My jaw fell. I was dumbstruck. Could this guy really be that stupid? “I didn’t say that he wore a wig,” I countered. “I said he was a WHIG. W-H-I-G. The Whigs were a political party from before the Civil War. They were conservatives who supported protectionism. You know, ‘border taxes,’ just like the ones the president supports. That was my point. It has nothing to do with his hair.”
The man shook his head and rolled his eyes. “Whatever, bitch,” he spat. “You’re gonna apologize to the president right here and now, or I’m gonna give you something to apologize about!”
I cocked my head and stared, trying to parse his statement several times. “That doesn’t even make sense,” I said finally. As soon as the words were out of my mouth, I realized that they were probably the wrong thing to say.
“Maybe this will!” he hissed, grabbing my arm hard enough to bruise and shoving me off the path.

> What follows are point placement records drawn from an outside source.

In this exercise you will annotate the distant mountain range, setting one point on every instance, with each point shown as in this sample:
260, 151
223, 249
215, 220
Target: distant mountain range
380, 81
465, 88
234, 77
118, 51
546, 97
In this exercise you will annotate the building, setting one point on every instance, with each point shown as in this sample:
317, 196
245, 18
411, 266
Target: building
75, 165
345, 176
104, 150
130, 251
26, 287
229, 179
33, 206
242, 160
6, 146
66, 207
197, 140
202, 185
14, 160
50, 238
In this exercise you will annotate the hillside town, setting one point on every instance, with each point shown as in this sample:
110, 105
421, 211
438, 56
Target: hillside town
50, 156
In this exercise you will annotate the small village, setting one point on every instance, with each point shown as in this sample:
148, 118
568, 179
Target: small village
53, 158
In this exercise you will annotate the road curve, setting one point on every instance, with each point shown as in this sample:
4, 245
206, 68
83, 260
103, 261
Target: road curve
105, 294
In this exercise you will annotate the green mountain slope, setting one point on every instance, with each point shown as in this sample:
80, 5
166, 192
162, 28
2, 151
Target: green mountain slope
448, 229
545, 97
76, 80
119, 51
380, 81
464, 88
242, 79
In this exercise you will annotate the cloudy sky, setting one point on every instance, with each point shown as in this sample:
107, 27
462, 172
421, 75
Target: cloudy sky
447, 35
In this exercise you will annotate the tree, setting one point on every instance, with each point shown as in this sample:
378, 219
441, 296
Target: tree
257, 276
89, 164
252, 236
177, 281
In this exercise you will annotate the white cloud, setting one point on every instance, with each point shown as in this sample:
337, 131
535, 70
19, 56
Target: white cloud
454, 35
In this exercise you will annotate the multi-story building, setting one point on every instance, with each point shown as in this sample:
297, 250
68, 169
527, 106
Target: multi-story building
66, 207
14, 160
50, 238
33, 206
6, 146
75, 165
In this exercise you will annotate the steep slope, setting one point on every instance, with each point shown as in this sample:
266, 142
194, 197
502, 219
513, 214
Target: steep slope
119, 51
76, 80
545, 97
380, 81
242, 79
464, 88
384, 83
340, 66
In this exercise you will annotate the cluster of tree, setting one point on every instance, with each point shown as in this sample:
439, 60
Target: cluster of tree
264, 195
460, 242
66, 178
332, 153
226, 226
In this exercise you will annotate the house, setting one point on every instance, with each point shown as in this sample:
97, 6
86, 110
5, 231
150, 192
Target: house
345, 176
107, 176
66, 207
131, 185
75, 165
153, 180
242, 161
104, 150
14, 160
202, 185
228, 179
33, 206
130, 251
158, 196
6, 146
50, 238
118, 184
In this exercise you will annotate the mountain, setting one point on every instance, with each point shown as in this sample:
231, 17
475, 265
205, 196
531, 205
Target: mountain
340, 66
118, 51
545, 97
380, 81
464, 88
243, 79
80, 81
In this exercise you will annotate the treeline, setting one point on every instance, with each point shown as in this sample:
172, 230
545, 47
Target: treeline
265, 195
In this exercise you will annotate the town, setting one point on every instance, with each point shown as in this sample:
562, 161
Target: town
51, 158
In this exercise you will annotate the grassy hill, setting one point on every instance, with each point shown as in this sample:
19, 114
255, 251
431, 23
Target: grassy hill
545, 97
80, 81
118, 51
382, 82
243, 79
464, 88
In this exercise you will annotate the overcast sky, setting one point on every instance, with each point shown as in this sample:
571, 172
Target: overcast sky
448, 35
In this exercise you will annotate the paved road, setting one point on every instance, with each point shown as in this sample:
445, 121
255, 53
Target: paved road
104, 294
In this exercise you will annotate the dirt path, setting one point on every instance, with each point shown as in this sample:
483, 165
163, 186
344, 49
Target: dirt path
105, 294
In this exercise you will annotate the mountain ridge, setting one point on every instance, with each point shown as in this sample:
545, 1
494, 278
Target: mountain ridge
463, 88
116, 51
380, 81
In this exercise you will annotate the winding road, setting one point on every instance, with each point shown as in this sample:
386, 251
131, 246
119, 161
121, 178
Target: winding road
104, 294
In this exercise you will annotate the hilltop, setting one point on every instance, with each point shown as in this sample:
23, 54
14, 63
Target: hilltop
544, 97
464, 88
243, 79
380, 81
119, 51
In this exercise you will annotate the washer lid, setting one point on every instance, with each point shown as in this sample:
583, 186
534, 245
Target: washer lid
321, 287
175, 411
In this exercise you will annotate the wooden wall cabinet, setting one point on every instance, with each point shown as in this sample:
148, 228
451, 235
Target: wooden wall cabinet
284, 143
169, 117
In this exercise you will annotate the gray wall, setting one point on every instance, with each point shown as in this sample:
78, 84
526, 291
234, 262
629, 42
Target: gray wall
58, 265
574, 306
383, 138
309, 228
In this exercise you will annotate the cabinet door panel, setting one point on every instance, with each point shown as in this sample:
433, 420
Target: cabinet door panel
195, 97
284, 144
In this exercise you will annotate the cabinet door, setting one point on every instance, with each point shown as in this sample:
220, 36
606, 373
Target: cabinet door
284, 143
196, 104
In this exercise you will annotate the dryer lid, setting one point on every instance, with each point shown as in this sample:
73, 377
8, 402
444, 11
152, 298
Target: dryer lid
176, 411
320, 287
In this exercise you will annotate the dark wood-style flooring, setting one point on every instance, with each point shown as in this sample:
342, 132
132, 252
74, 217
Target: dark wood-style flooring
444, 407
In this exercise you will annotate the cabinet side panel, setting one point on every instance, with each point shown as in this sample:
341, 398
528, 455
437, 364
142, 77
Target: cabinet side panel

Part of me couldn’t believe this was happening. Another part of me knew the only way out was to fight. But I had no idea how. As the man drew his hand back to punch me, I felt a tingling sensation in my chest where the pendant touched my skin. I made the tightest fist I could, and flailed wildly at his face.
At least, I thought I was flailing wildly. As my arm shot forward, I felt the tingling extend from my chest into my shoulder and all the way down to my hand. As my fist connected with the man’s face, he was thrown backwards and off his feet. He fell and slid all the way into the brush on the far side of the path. It felt like something out of a movie.
I knew that I wasn’t strong and wasn’t fast. I had never studied martial arts. But as the man staggered to his feet he looked as if he had been hit by a truck. He glared at me with a dazed expression, clutching his bleeding and broken nose. He weighed his options for a moment, and then decided to turn tail. “Ninja bitch!” he cried, running away as fast as his feet would carry him.
I looked at my hand. I was surprised that landing the punch had not hurt one bit. I half expected broken knuckles, but they were barely bruised. My arm ached where the man had grabbed me, and I could tell that would be sore for a while. Not my hand, though. It felt mysteriously undamaged.